Notice: Page may contain affiliate links for which we may earn a small commission through services like Amazon Affiliates or Skimlinks.

octogonapus

New Member
Jul 8, 2022
3
0
1
I've been troubleshooting a fatal PCIe error on Linux that occurs when booting with an HBA card installed. I have gone through a lot of debugging steps; there's too much to dump here, so here's the cliff notes:

- My goal is to run Proxmox.
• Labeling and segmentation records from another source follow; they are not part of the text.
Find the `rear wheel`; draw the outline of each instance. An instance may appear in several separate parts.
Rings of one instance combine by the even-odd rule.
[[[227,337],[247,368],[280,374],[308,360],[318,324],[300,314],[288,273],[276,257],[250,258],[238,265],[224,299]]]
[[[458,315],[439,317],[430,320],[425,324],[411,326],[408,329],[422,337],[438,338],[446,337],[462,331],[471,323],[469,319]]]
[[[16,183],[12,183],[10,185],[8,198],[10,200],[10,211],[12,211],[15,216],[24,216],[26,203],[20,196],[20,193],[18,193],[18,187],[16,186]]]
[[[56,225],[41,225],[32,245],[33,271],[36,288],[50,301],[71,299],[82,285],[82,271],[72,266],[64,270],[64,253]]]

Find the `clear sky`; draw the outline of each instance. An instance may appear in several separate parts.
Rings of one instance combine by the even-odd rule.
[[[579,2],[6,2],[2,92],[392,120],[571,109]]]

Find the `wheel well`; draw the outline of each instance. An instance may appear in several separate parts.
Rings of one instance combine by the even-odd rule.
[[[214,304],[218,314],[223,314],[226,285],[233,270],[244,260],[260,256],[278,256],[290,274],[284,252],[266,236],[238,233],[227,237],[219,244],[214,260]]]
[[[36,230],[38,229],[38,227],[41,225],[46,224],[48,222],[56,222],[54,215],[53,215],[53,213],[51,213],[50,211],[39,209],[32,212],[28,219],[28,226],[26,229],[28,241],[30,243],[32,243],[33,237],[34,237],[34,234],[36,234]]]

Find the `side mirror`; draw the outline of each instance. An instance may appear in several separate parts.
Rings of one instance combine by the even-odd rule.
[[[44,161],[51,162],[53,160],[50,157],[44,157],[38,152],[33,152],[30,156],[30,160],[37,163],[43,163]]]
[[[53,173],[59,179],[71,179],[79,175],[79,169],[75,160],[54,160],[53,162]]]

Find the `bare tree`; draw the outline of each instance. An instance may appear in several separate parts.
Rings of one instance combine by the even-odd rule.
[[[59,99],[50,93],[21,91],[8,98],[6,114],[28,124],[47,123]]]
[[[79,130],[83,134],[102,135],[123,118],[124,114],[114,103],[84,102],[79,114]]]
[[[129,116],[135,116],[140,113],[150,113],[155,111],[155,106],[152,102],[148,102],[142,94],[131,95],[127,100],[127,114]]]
I've ran it on this system before, just without the HBA card.
- I have an R720 server.
- The HBA card is a NetApp 111-00341+F2.
- I'm using the latest Proxmox installer (Linux version 5.15.30).
- Someone else has used this card on Ubuntu 18.04.2 successfully (on a different server).
- There is a thread here linked from here where someone claiming to be a NetApp dev states the cards should work in FreeBSD and Linux.
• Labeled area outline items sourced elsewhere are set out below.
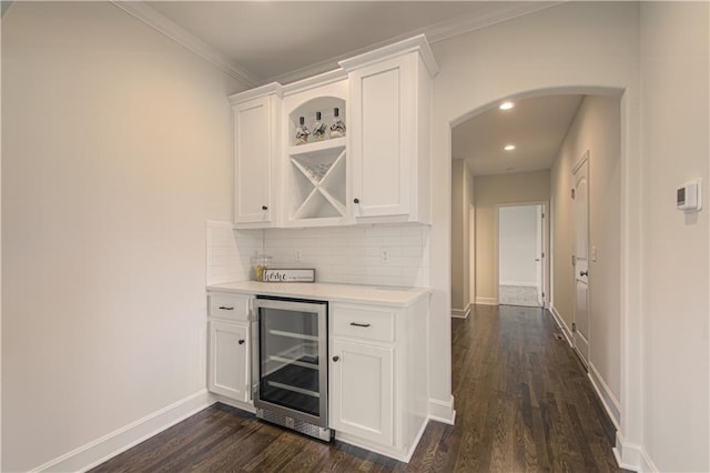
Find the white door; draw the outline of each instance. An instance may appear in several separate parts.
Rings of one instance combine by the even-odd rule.
[[[393,349],[335,339],[331,360],[331,427],[392,445]]]
[[[545,306],[545,205],[537,207],[537,241],[536,241],[535,274],[537,285],[537,302]]]
[[[589,364],[589,159],[572,174],[572,209],[575,215],[575,322],[572,338],[582,362]]]

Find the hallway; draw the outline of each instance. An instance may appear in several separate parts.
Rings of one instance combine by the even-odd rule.
[[[457,455],[442,471],[619,471],[613,425],[548,311],[476,305],[452,333],[457,427],[442,441]]]
[[[452,332],[456,425],[430,422],[408,464],[215,404],[93,471],[619,471],[613,426],[548,312],[477,305]]]

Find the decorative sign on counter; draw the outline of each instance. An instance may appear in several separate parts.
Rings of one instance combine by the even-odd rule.
[[[315,282],[314,269],[266,268],[264,282]]]

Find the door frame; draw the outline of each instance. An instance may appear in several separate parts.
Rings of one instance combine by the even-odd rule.
[[[550,213],[549,213],[549,201],[546,200],[534,200],[527,202],[506,202],[506,203],[497,203],[496,210],[494,212],[494,228],[493,228],[493,245],[494,245],[494,290],[496,293],[496,305],[500,303],[500,249],[498,239],[499,235],[499,214],[501,207],[531,207],[531,205],[541,205],[542,214],[545,218],[542,219],[542,249],[545,251],[545,258],[542,261],[542,292],[545,292],[545,304],[542,309],[550,308]]]
[[[577,189],[577,183],[575,182],[575,174],[579,169],[587,164],[587,266],[589,268],[589,263],[591,262],[591,225],[590,225],[590,202],[591,202],[591,160],[589,150],[586,150],[581,158],[572,165],[571,170],[571,182],[572,189]],[[572,246],[572,256],[577,256],[577,224],[576,224],[576,209],[575,202],[572,199],[572,231],[574,231],[574,241],[575,245]],[[589,270],[587,270],[589,271]],[[587,354],[586,356],[579,351],[579,346],[577,344],[579,335],[577,335],[577,264],[572,264],[572,330],[571,330],[571,345],[575,350],[577,356],[581,360],[581,363],[585,365],[587,372],[589,372],[589,364],[591,359],[591,283],[590,278],[587,276],[587,324],[588,324],[588,333],[587,333]]]

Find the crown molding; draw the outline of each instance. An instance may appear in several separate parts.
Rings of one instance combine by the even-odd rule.
[[[384,58],[392,58],[395,54],[406,54],[414,51],[418,52],[422,57],[426,69],[429,71],[429,76],[436,76],[439,71],[439,67],[434,59],[434,53],[432,52],[429,43],[424,34],[417,34],[414,38],[402,40],[354,58],[346,59],[341,61],[339,64],[346,71],[351,71],[352,69],[362,68],[364,66],[382,61]]]
[[[115,7],[138,18],[154,30],[165,34],[180,46],[211,62],[217,69],[239,80],[246,87],[255,87],[262,81],[223,52],[202,41],[164,14],[142,1],[111,0]]]
[[[276,95],[280,99],[284,97],[284,88],[278,82],[270,82],[264,85],[256,87],[254,89],[247,89],[243,92],[230,95],[230,103],[235,105],[237,103],[246,102],[257,97]]]
[[[452,20],[440,21],[423,29],[429,40],[429,44],[444,41],[449,38],[465,34],[491,24],[501,23],[515,18],[525,17],[540,10],[566,3],[565,1],[526,1],[526,2],[499,2],[504,8],[503,11],[497,10],[494,13],[485,16],[462,17]]]
[[[449,39],[459,34],[465,34],[470,31],[489,27],[491,24],[501,23],[504,21],[513,20],[518,17],[524,17],[526,14],[535,13],[537,11],[556,7],[558,4],[562,4],[566,2],[565,1],[540,1],[540,2],[526,1],[526,2],[510,2],[511,4],[507,4],[506,2],[500,2],[500,3],[505,6],[504,11],[497,11],[496,13],[490,13],[487,16],[478,14],[478,16],[463,17],[463,18],[456,18],[453,20],[440,21],[438,23],[434,23],[428,27],[420,28],[418,30],[408,31],[397,37],[368,44],[364,48],[358,48],[356,50],[346,52],[345,54],[341,54],[335,58],[326,59],[325,61],[316,62],[305,68],[286,72],[285,74],[272,77],[267,81],[270,82],[276,81],[284,84],[296,82],[311,76],[331,71],[337,68],[341,62],[347,61],[354,57],[366,54],[376,49],[393,46],[393,43],[406,41],[416,36],[423,34],[426,37],[427,42],[429,44],[434,44],[436,42],[444,41],[446,39]],[[428,49],[428,46],[427,46],[427,49]],[[428,68],[428,64],[427,64],[427,68]]]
The PCIe error I get when booting Linux is:
Code:
PCIe Bus Error: severity=Uncorrected (Fatal), type=Transaction Layer, (Requester ID)
    device [8086:0e04] error status/mask=00004000/00318000
Unfortunately, I can't find any instances of this error on search engines. Plenty of similar errors, but the exact error severity and error type are critical here.

OS's and configs I've tried:
- Proxmox: boots into the above fatal PCIe error.
- Ubuntu 22.04 Desktop: boots into the above fatal PCIe error.
- Ubuntu 16.04.7 Desktop: installer can't boot; kernel panic and PCI13120 error on the front panel screen.
- Arch installer v20220701: boots into the above fatal PCIe error.
- Arch was the fastest to boot so I also tried it these PCI kernel options (none of them booted successfully): conf1, conf2, nommconf, noearly.
- FreeBSD 13.1 installs and boots successfully. All disks connected to the HBA appear. I didn't try much else with FreeBSD but it seems to work.
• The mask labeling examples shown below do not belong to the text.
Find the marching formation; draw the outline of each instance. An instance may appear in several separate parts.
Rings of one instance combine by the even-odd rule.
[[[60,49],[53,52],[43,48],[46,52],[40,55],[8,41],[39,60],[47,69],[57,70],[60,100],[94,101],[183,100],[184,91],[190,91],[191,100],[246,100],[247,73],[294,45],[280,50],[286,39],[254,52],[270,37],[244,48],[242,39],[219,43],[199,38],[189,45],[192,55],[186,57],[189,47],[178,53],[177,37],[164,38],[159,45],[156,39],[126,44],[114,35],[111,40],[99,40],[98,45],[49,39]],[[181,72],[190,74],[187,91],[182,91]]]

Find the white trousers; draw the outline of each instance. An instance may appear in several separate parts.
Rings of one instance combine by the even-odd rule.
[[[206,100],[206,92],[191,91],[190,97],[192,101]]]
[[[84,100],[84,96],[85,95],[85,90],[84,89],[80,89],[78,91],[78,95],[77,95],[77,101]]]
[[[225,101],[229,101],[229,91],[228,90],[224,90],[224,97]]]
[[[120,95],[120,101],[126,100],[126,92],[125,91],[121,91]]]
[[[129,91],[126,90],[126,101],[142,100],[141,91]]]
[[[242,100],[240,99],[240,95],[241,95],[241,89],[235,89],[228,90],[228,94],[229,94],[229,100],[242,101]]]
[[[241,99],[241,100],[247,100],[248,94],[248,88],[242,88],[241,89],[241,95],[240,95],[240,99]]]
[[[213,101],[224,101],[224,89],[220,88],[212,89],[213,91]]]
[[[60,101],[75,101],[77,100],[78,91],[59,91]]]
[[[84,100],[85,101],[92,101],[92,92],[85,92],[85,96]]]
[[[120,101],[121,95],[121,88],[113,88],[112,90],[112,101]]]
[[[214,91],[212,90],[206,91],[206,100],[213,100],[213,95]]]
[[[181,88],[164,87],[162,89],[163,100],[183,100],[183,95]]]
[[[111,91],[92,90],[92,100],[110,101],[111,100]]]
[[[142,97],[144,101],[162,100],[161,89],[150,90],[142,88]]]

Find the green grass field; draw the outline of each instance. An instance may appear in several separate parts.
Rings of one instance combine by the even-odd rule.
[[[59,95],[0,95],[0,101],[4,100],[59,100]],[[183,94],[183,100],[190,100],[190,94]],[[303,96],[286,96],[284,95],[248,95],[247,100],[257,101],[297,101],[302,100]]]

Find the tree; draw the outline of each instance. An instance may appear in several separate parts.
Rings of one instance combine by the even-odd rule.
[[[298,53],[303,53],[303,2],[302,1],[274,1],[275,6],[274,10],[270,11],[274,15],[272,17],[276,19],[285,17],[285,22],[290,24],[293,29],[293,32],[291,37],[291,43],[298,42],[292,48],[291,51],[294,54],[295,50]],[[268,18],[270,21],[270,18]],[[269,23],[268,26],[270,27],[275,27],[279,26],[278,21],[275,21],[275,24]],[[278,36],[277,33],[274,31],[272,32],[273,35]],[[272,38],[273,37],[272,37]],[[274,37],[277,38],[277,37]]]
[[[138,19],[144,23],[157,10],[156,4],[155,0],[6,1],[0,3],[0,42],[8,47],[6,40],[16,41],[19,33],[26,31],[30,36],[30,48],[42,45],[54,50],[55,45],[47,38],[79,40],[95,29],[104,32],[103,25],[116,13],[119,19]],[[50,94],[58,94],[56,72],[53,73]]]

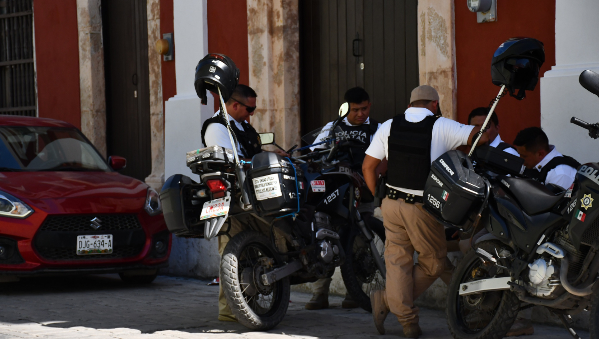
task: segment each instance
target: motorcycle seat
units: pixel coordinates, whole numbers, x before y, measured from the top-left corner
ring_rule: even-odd
[[[550,210],[565,194],[562,191],[556,194],[532,179],[504,176],[498,176],[497,179],[500,185],[516,198],[528,215]]]

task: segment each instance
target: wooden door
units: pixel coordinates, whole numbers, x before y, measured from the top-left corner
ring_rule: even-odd
[[[125,175],[152,172],[146,0],[102,1],[108,155],[127,159]]]
[[[300,0],[302,133],[335,119],[355,86],[372,118],[403,113],[419,84],[417,10],[414,0]]]

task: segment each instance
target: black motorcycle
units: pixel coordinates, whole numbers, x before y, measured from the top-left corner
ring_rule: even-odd
[[[220,107],[226,117],[222,101]],[[289,157],[262,152],[246,163],[235,149],[208,147],[187,155],[199,182],[178,174],[162,188],[172,233],[231,238],[220,262],[220,283],[233,314],[248,328],[276,326],[286,313],[291,285],[330,277],[337,267],[365,309],[370,309],[370,290],[384,288],[384,230],[373,231],[357,208],[373,197],[361,176],[337,158],[347,141],[335,132],[348,108],[342,105],[329,130],[318,132],[328,136],[323,149]],[[230,129],[229,133],[234,140]],[[261,139],[263,145],[274,143],[273,133]],[[232,236],[232,218],[243,228]]]
[[[579,81],[599,95],[599,75],[585,71]],[[598,124],[571,122],[599,136]],[[456,339],[503,338],[519,311],[540,305],[574,338],[570,316],[590,310],[591,338],[599,338],[599,209],[593,204],[599,163],[580,166],[565,191],[523,178],[522,165],[517,157],[484,146],[471,158],[450,151],[432,165],[427,210],[466,233],[489,233],[472,244],[453,273],[449,329]]]

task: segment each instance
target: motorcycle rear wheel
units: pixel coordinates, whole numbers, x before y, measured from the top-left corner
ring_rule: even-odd
[[[267,331],[281,322],[289,304],[289,277],[270,285],[261,275],[283,264],[283,259],[264,236],[241,232],[227,244],[220,261],[220,283],[227,303],[237,321],[255,331]]]
[[[384,232],[384,230],[383,230]],[[379,254],[385,261],[385,233],[379,236],[373,233]],[[341,266],[341,277],[347,293],[362,309],[372,311],[370,291],[385,289],[385,277],[377,267],[370,251],[370,244],[361,233],[352,234],[349,239],[350,251],[345,254],[345,262]]]
[[[487,241],[477,247],[495,253],[494,249],[498,250],[501,246],[497,242]],[[516,320],[520,300],[510,291],[459,295],[461,283],[491,277],[487,274],[489,267],[471,249],[453,272],[447,289],[446,313],[449,331],[455,339],[500,339]]]

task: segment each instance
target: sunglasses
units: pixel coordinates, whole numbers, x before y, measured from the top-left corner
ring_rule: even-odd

I think that FreeBSD working demonstrates that the server and card are both working and compatible. Now the question is, what's different between how FreeBSD and Linux handle PCI? What other dials do I have to tweak Linux's PCI behavior? In general, how do I proceed debugging this problem?
 

vl1969

Active Member
Feb 5, 2014
634
76
28
The reason is , that dell r720 is very picky about what controller is supports. I had a chance to get 2 r720 and r730 for almost free,a few years back and pass it on it specifically do to the hba support on Linux.
Even with windows you may have an issue with some cards.
OP needs to find a Dell PERC cards compatible with those machines, but if flashed to IT mode they too may be problematic, maybe not as bad but still...

It's a Dell thing.

PS.. try finding a manual for the server and check what slot you should plug the hba into. Sometimes it also makes a difference
 

vl1969

Active Member
Feb 5, 2014
634
76
28
According to my research it should work. OP should find a flashed Dell PERC hba. I have seen a few on eBay. Something like flashed h310 or h710
 

octogonapus

New Member
Jul 8, 2022
3
0
1
I did end up giving up and grabbing a Dell PERC H810. Flashed it to LSI FW. It's a shame but probably not worth spending the time to debug why Linux is unhappy when FreeBSD works just fine.